Anak dengan risiko lebih tinggi
Tidak semua anak memiliki peluang yang sama untuk mengalami GERD. Risiko lebih tinggi disebut ditemukan pada anak dengan gangguan neurologis, atresia esofagus, hernia diafragmatika, penyakit paru kronis, obesitas, laringomalacia, dan trakeomalacia.
Pada anak yang sehat tanpa penyakit bawaan, pola makan juga bisa ikut memicu keluhan. Makan berlebihan, makan malam, minum soda, serta konsumsi makanan asin, pedas, dan berminyak disebut dapat memperburuk gejala.
Keluhan yang sering tidak khas
Gejala GERD pada anak tidak selalu langsung mengarah ke masalah lambung. Keluhan yang bisa muncul antara lain sandifier syndrome, anak tampak rewel atau mudah iritasi, erosi gigi, dan menolak makan.

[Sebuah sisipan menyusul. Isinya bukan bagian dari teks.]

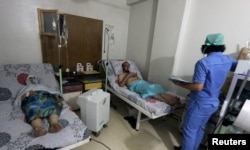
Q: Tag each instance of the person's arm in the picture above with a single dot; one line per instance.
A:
(123, 78)
(243, 53)
(190, 86)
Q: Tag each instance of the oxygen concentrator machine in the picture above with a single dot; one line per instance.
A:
(95, 106)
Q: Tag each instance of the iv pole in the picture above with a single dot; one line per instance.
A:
(108, 30)
(63, 34)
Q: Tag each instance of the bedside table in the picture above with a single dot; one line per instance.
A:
(72, 88)
(91, 80)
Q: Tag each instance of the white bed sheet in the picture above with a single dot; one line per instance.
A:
(153, 106)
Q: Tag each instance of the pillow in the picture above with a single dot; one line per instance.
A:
(117, 67)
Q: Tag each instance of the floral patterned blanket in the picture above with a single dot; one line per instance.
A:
(15, 132)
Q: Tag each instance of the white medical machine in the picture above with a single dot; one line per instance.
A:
(95, 107)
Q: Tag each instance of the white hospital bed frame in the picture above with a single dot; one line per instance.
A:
(140, 109)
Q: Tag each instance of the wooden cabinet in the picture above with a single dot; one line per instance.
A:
(84, 43)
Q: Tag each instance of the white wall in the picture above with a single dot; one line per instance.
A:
(19, 40)
(180, 30)
(166, 35)
(140, 35)
(229, 17)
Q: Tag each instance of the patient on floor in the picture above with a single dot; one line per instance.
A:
(144, 88)
(38, 101)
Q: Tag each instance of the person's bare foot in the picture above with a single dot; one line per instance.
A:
(55, 128)
(39, 132)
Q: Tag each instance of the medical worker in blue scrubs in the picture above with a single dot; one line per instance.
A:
(209, 76)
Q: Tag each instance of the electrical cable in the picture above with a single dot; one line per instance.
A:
(101, 143)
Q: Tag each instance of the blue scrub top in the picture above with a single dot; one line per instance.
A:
(212, 71)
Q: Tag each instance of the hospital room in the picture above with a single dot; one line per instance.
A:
(78, 53)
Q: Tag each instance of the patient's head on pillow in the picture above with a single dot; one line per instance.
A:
(118, 67)
(126, 66)
(31, 79)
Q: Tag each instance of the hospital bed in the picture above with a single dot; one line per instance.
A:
(15, 132)
(151, 108)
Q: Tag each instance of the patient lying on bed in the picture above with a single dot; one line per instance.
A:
(145, 89)
(38, 101)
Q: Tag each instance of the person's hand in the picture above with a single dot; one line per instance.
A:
(132, 74)
(243, 53)
(176, 82)
(31, 93)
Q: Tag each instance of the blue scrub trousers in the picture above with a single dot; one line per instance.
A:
(195, 121)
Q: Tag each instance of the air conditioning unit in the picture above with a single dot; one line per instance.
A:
(131, 2)
(94, 105)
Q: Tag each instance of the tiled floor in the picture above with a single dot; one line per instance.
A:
(157, 134)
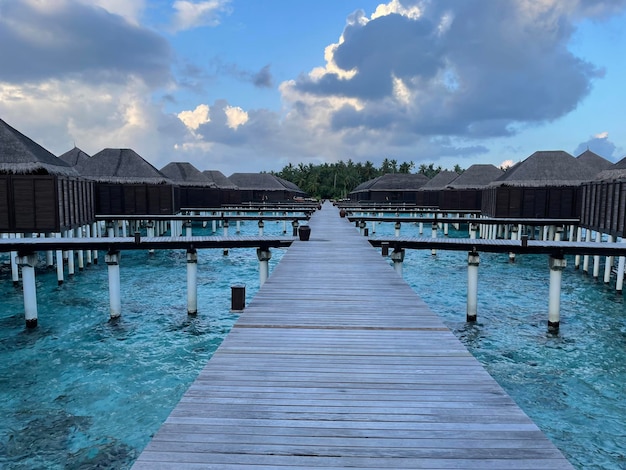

Di sisi lain, ada juga keluhan yang lebih jelas berkaitan dengan saluran cerna, seperti muntah darah, refluks, sakit dada, dan nyeri di sekitar perut. Karena bentuknya beragam, keluhan ini sering dianggap sebagai masalah lain terlebih dahulu.
Gejala pernapasan juga perlu dicermati
GERD pada anak tidak selalu tampil sebagai keluhan pencernaan. Dalam beberapa kasus, gangguan ini dapat terlihat lewat batuk, sesak napas, napas berbunyi, hingga sleep apnea.
Karena itu, anak yang tampak sering batuk atau mengalami gangguan napas berulang tetap perlu diamati dengan cermat. Keluhan seperti ini bisa saja berkaitan dengan refluks asam yang belum tertangani.
Tanda khas yang membantu mengenali GERD
Selain gejala yang tidak spesifik, ada tanda yang lebih tipikal pada GERD anak. Keluhannya meliputi nyeri atau rasa tidak nyaman di bawah tulang dada, sensasi terbakar di dekat ulu hati, serta gejala yang memburuk setelah makan atau saat berbaring.
Tanda-tanda ini dapat membantu membedakan GERD dari keluhan lain. Meski begitu, pada anak gejalanya sering tidak muncul dengan pola yang sama seperti pada orang dewasa sehingga penilaian tetap harus hati-hati.
Penanganan dimulai dari pemeriksaan awal
Penanganan GERD pada anak biasanya diawali dengan anamnesis dan pemeriksaan fisik. Dari tahap ini, dokter menilai keluhan yang muncul sekaligus mencari tanda bahaya agar kemungkinan diagnosis lain bisa disingkirkan.
Setelah itu, dokter dapat menyarankan modifikasi gaya hidup dan diet. Bila diperlukan, terapi obat penekan asam lambung juga bisa diberikan sesuai evaluasi klinis.
Karena gejalanya bisa berupa rewel, menolak makan, batuk, atau rasa tidak nyaman di perut dan dada, orang tua perlu memperhatikan pola keluhan yang berulang. Waspada menjadi penting terutama jika gejala memburuk setelah makan atau saat anak berbaring.